The Stars and Bars Theorem is a commonly used method in combinatorics that helps to distribute indistinguishable items into distinguishable groups. This theorem is particularly useful when you need to distribute objects, like apples, among different people or containers where the sequence doesn't matter.To put it simply, you can imagine the apples (stars) being separated by dividers (bars), which indicate the transition between groups. If you have 35 apples and 3 boys, you have to place 2 dividers between them, creating three sections for each boy.

• The formula used is \( \binom{n+k-1}{k-1} \).
• Here's what each symbol means:
  • \( n \) is the number of apples.
  • \( k \) is the number of groups (boys).
  • The formula determines how many ways you can place \( k-1 \) dividers among \( n+k-1 \) total items.

This way, the Stars and Bars Theorem allows for calculating distributions efficiently without manually accounting for every possibility.

The Binomial Coefficient is a key mathematical concept used to determine the number of possible ways to choose a subset of items from a larger set.In the context of our problem, it helps to decide how many different ways you can arrange dividers (bars) in the sequence of apples (stars).In the formula \( \binom{37}{2} \), you have:

• "37" representing the total number of positions (35 apples + 2 dividers).
• "2" representing the dividers you need to choose positions for.

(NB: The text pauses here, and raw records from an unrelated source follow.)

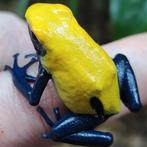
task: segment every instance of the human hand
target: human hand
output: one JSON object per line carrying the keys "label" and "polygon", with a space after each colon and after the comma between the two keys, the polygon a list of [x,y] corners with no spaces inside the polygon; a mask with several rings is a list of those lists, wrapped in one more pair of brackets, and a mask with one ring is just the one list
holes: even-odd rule
{"label": "human hand", "polygon": [[[48,126],[42,121],[36,109],[30,106],[27,100],[15,88],[12,76],[8,71],[3,71],[4,66],[12,65],[12,55],[19,52],[19,64],[24,65],[28,59],[23,56],[33,51],[33,45],[30,41],[26,24],[12,14],[1,13],[0,22],[0,144],[2,147],[48,147],[52,146],[50,140],[41,139],[41,133],[48,129]],[[133,66],[138,81],[142,103],[146,104],[147,73],[147,34],[140,34],[128,37],[116,42],[104,45],[104,49],[114,57],[117,53],[125,54]],[[35,74],[36,65],[31,68],[31,73]],[[54,100],[55,101],[54,101]],[[41,99],[40,105],[47,111],[50,117],[55,120],[52,113],[54,105],[58,105],[61,110],[64,106],[54,92],[53,84],[50,81]],[[128,112],[122,107],[120,117]],[[114,119],[114,118],[113,118]]]}

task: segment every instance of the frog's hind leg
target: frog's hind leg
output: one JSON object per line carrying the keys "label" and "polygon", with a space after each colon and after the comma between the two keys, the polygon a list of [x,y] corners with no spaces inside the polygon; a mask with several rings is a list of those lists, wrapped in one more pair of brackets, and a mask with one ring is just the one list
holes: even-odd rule
{"label": "frog's hind leg", "polygon": [[141,101],[133,69],[122,54],[115,56],[114,63],[118,71],[121,99],[130,111],[137,112],[141,108]]}
{"label": "frog's hind leg", "polygon": [[[53,123],[43,108],[38,107],[37,111],[52,128],[51,132],[42,135],[45,139],[53,139],[54,141],[84,146],[103,147],[109,146],[113,142],[111,133],[93,130],[97,125],[104,121],[102,117],[71,113],[60,118],[56,123]],[[55,113],[55,115],[57,114],[58,112]]]}

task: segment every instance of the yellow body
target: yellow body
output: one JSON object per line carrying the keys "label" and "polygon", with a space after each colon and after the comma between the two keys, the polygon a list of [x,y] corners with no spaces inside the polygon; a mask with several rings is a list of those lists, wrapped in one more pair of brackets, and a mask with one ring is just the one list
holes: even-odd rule
{"label": "yellow body", "polygon": [[99,98],[105,114],[120,111],[116,67],[105,51],[61,4],[34,4],[26,12],[32,32],[47,53],[41,64],[52,74],[64,104],[75,113],[95,114],[90,98]]}

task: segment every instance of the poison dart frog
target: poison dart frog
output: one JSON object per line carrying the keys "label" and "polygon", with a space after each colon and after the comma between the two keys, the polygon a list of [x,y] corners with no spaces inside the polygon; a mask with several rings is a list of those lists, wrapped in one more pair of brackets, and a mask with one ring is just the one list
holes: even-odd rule
{"label": "poison dart frog", "polygon": [[[94,130],[110,116],[120,112],[120,101],[132,112],[141,108],[137,82],[125,55],[111,59],[78,24],[71,10],[62,4],[38,3],[26,11],[26,20],[37,58],[32,57],[24,67],[17,64],[14,55],[13,81],[33,106],[39,104],[50,79],[70,113],[61,117],[54,108],[57,122],[44,109],[37,110],[52,127],[42,136],[65,143],[84,146],[110,146],[109,132]],[[37,78],[26,73],[39,60]],[[30,81],[34,86],[30,86]]]}

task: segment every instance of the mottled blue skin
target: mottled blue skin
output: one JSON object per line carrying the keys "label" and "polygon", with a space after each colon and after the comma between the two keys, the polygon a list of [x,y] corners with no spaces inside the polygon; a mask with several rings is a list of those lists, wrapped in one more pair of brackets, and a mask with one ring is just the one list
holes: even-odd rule
{"label": "mottled blue skin", "polygon": [[[42,45],[32,32],[30,32],[30,35],[38,58],[44,56],[45,50],[42,48]],[[27,68],[36,62],[37,59],[33,57],[24,67],[19,67],[17,65],[17,57],[18,54],[14,55],[13,68],[5,66],[5,70],[8,69],[12,73],[15,86],[28,99],[31,105],[36,106],[39,104],[41,95],[52,75],[41,65],[39,66],[37,78],[27,75]],[[118,71],[121,99],[130,111],[137,112],[141,108],[141,102],[133,69],[128,59],[122,54],[118,54],[114,58],[114,63]],[[33,88],[29,82],[34,82]],[[90,104],[97,112],[97,115],[75,114],[71,112],[61,118],[59,108],[54,108],[54,114],[57,119],[55,123],[49,118],[43,108],[39,106],[37,111],[46,123],[52,127],[49,133],[43,134],[43,138],[84,146],[110,146],[113,142],[112,134],[94,130],[96,126],[102,124],[110,116],[104,115],[103,105],[97,98],[92,97]]]}

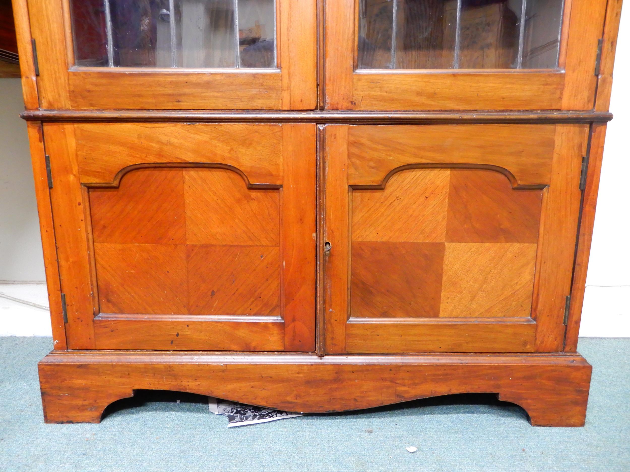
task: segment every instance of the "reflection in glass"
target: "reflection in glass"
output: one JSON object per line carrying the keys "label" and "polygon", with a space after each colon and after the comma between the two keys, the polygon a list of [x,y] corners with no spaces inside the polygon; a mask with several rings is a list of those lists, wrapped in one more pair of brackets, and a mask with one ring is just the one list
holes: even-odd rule
{"label": "reflection in glass", "polygon": [[459,69],[518,65],[522,0],[462,0]]}
{"label": "reflection in glass", "polygon": [[358,69],[558,67],[563,0],[358,1]]}
{"label": "reflection in glass", "polygon": [[71,0],[81,66],[275,68],[275,0]]}
{"label": "reflection in glass", "polygon": [[560,50],[563,0],[527,0],[523,69],[555,69]]}

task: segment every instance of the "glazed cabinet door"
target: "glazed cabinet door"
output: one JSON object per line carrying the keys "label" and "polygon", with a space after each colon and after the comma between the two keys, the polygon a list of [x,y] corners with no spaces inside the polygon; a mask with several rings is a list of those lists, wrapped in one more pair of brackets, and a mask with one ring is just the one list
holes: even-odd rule
{"label": "glazed cabinet door", "polygon": [[327,351],[561,351],[588,133],[327,126]]}
{"label": "glazed cabinet door", "polygon": [[315,106],[316,0],[20,1],[40,108]]}
{"label": "glazed cabinet door", "polygon": [[326,2],[328,108],[591,110],[605,0]]}
{"label": "glazed cabinet door", "polygon": [[44,125],[69,348],[313,351],[315,128]]}

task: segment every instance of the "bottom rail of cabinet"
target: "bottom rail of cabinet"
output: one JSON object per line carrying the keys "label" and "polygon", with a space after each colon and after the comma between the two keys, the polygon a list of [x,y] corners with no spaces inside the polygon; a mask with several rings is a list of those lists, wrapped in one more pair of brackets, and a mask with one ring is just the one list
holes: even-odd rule
{"label": "bottom rail of cabinet", "polygon": [[333,355],[53,351],[39,363],[47,423],[98,423],[134,390],[176,390],[307,413],[496,393],[536,426],[582,426],[592,368],[579,354]]}

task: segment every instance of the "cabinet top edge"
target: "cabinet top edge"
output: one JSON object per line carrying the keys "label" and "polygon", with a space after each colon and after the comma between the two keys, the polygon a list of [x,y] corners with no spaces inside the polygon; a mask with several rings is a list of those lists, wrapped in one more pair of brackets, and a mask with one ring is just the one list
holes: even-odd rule
{"label": "cabinet top edge", "polygon": [[612,114],[593,111],[357,111],[207,110],[26,110],[26,121],[47,122],[314,123],[321,124],[487,124],[606,123]]}

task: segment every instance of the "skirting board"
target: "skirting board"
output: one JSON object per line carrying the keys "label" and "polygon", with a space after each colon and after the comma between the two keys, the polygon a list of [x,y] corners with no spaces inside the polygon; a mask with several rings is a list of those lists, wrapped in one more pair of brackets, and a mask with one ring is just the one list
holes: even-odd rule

The computation is given by the formula:\[\binom{37}{2} = \frac{37 \times 36}{2 \times 1} = 666\]This means there are 666 ways to select 2 divider positions from 37, ensuring that each boy gets a certain number of apples. It's an integral part of combinatorial calculations, especially when dealing with homogeneous groups.

The distribution of indistinguishable objects is a significant concept in combinatorics. When dealing with items like apples that are identical, it's not about the items themselves but rather how they can be grouped or allocated to different recipients. Here, with 35 identical apples and 3 distinguishable boys, we aim to explore how they can share these apples without concern for which specific apple goes to which boy.

• The indistinguishability implies that any two distributions where the same number of apples are given to each boy are counted as the same.
• This simplifies the complex problem of finding all possible distributions.

Using the Stars and Bars Theorem helps here because it accounts for the indistinguishability, providing an efficient method to determine all possible ways to make the allocation. This way, you focus more on the combinatorial structures rather than the individual items, simplifying the problem significantly.